Google accused of GDPR privacy violations by seven countries
Consumer groups across seven European countries have filed GDPR complaints against Google’s location tracking (via Reuters). The European Consumer Organisation (BEUC), of which each of the groups are a member, claims that Google’s “deceptive practices” around location tracking don’t give users a real choice about whether to enable it, and that Google doesn’t properly inform them about what this tracking entails. If upheld, the complaints could mean a hefty fine for the search giant.
The complaints, which each group has issued to their national data protection authorities in keeping with GDPR rules, come in the wake of the discovery that Google is able to track user’s location even when the “Location History” option is turned off. A second setting, “Web and App Activity,” which is enabled by default, must be turned off to fully prevent GPS tracking.
The BEUC claims that Google uses “deceptive practices” to get users to enable both these options, and does not fully inform users of what doing so entails. As such, consent is not freely given.
Responding to the complaints, Google said that Location History is turned off by default, and that it makes clear that disabling it does not prevent all location tracking. It said that it intends to read the report to see if it contains any information for it to take on board.
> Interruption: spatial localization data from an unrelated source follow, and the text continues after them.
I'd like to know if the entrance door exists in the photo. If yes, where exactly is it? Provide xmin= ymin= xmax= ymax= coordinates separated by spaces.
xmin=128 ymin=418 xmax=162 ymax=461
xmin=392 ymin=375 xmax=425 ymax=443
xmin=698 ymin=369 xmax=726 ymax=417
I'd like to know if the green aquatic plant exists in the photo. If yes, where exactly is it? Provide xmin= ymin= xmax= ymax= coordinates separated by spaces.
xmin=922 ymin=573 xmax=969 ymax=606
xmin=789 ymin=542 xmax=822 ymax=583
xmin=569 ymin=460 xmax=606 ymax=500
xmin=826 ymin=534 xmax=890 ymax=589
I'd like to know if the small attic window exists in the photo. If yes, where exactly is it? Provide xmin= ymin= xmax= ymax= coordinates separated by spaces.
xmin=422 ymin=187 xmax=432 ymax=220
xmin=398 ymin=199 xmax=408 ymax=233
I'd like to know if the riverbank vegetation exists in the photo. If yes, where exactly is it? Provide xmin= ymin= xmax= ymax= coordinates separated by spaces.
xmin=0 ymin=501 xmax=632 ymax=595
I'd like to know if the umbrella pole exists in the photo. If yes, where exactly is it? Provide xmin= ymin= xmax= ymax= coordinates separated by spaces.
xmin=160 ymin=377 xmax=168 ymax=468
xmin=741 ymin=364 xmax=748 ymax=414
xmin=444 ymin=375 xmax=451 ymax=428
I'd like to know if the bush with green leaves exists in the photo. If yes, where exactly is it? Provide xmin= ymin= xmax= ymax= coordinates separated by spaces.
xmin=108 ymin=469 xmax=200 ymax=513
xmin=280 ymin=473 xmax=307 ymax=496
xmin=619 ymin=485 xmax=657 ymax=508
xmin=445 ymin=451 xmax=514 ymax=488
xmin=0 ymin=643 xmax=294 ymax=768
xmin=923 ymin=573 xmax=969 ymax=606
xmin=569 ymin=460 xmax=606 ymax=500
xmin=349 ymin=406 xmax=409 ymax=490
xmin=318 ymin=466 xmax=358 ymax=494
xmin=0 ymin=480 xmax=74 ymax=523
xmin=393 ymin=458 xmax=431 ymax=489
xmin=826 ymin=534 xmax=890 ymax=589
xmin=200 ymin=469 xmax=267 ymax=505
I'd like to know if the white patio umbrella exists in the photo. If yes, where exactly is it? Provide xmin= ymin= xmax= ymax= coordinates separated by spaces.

Google is not the only tech giant to be facing a major GDPR complaint. Earlier this year, the Irish data privacy commissioner said it would be investigating Facebook over a security breach that affected 29 million accounts. As a new piece of legislation enacted in May, GDPR violations are still relatively untested in courts so it’s unclear exactly how strong of a case these seven consumer groups have. If successful, GDPR states that Google might be liable to pay a fine of up to four percent of its global revenues, which would be over $4 billion based on its 2017 filings.